Una seconda venatura, parallela alla precedente, è in corrispondenza della fine del panneggio del vestito della Vergine che morbidamente ne avvolge la caviglia sinistra.(nota delle restauratrici in collaborazione con la Soprintendenza)
La Battaglia dei centauri realizzata fra il 1491 e il 1492 circa, quando Michelangelo sempre giovanissimo (16 anni circa) continuava il suo apprendistato presso il giardino di San Marco confrontandosi con i suoi contemporanei e con le opere di epoca romana collezionate dai Medici. Molto probabilmente già apprezzato Michelangelo ebbe la il committenza dell’opera da Agnolo Poliziano che suggerì allo scultore di ispirarsi a un mito connesso alle fatiche di Ercole secondo cui l’eroe avrebbe liberato Deianira, sua promessa sposa, dalle nozze con il centauro Euritione, ucciso durante una zuffa furibonda con i centauri. Il blocco di marmo statuario a forma di parallelepipedo, presumibilmente di riuso, probabilmente è stato scolpito partendo da modelli eseguiti in creta e riprende i sarcofagi classici, come dimostrano i viluppi di figure avvinghiate nella lotta. Nella sua incompiutezza (probabilmente attribuibile alla morte del committente Poliziano l’8 aprile del 1492), l’opera racconta la perizia del giovane nella lavorazione del marmo a vari livelli di finitura: dal quasi tutto tondo delle figure più emergenti, al rilievo appena accennato di quelle sullo sfondo. La superficie reca ancora i segni lasciati dagli strumenti di lavorazione, come ad esempio la subbia, usata per la sbozzatura del bordo superiore, e della parte interna e laterale, la martellina utilizzata sui lati, le tracce di una subbia di dimensioni più piccole nella parte inferiore dell’opera, i segni dell’ugnetto e di scalpelli di dimensioni sempre più piccole con punte molto affilate si leggono invece su tutte le superfici dei corpi fino alle figure abbozzate sul piano di fondo, mentre alcune figure presentano parti della muscolatura perfettamente levigate e lisciate.
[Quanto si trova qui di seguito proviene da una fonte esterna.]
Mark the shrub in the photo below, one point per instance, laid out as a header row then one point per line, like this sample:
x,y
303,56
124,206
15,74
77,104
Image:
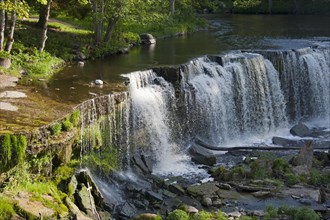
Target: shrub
x,y
67,125
178,215
6,209
56,128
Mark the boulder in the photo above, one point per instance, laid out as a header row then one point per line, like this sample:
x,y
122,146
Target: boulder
x,y
84,200
262,194
176,188
139,162
147,39
224,186
147,216
303,162
207,202
127,211
192,210
75,210
300,130
98,82
152,196
202,155
84,178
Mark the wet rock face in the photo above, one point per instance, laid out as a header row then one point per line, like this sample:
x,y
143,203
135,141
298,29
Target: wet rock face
x,y
201,155
300,130
303,162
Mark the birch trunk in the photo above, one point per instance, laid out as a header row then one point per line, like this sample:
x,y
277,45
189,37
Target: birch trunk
x,y
2,27
10,39
172,6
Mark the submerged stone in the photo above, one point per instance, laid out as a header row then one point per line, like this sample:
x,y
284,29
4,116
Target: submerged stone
x,y
201,155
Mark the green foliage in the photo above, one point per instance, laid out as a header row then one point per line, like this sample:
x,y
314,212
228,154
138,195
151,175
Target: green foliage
x,y
67,125
41,164
6,208
202,215
131,38
4,54
291,179
178,215
39,189
246,3
221,216
75,118
62,173
56,128
271,212
37,65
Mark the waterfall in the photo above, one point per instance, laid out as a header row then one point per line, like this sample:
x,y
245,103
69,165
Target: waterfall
x,y
241,97
153,109
225,100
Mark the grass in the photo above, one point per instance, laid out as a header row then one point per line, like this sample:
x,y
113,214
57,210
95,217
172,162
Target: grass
x,y
6,208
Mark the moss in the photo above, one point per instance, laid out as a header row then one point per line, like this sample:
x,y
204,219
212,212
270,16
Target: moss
x,y
56,128
21,148
202,215
67,125
6,152
62,173
178,214
6,208
220,216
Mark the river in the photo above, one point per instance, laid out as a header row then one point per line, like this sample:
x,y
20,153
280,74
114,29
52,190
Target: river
x,y
228,32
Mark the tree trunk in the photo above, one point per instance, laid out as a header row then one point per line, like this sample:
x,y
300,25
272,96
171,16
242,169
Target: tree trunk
x,y
98,11
172,6
10,39
44,27
2,27
111,25
270,6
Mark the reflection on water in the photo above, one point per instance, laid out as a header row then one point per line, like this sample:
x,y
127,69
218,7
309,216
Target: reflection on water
x,y
230,32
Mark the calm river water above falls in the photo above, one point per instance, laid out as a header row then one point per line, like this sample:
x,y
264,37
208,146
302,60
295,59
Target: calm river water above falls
x,y
230,32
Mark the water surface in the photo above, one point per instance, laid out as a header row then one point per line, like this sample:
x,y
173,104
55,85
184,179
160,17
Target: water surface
x,y
228,32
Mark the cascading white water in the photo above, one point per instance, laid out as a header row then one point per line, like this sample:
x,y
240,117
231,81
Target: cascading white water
x,y
305,78
151,106
240,98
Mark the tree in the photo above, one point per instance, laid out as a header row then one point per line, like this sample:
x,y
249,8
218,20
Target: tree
x,y
108,13
14,8
172,6
44,27
10,38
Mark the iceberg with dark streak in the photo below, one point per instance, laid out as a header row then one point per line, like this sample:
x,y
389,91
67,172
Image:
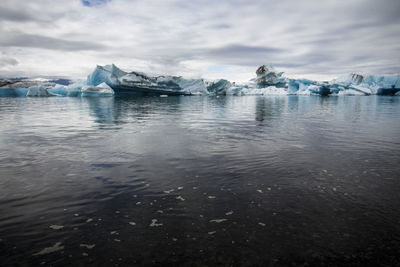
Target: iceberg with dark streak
x,y
142,84
109,79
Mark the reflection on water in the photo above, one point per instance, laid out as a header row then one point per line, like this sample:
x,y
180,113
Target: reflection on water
x,y
273,181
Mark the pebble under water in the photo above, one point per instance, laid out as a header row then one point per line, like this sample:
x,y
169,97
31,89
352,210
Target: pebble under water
x,y
200,181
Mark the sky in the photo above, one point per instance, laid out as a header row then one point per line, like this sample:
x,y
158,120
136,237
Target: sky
x,y
315,39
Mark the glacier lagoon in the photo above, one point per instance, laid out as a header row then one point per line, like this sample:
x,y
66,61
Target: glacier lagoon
x,y
107,80
216,180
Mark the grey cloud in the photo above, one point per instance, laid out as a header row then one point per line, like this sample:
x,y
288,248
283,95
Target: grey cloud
x,y
7,61
38,41
300,37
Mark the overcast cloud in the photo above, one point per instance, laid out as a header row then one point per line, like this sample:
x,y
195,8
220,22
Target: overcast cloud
x,y
318,39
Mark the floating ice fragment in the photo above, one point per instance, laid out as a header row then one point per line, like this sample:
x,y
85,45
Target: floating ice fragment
x,y
100,90
154,223
57,247
218,220
56,227
87,246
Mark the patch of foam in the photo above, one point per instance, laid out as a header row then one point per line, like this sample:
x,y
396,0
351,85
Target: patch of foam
x,y
180,198
87,246
218,220
57,247
154,223
56,227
Il restauro ha permesso di studiare in maniera approfondita l’opera e di restituire una luminescenza andata persa per molti motivi. La patina giunta a noi non è comunque del tutto reversibile perché visti gli oltre 500 anni trascorsi il marmo statuario dell’opera ha incorporato per moltissimi motivi osmotici ed ha assunto un colore leggermente ambrato e fra l’altro bellissimo (il tempo, l’illuminazione, fumi di lampade a olio o di candele, ecc. che hanno creato una patina ormai irreversibile).
L’opera, seppur di minore importanza storico artistica rispetto all’altra esposta, “Madonna della Scala”, ha una grande contemporaneità comunicativa è comunque una gioia poter ammirare da vicino le due opere.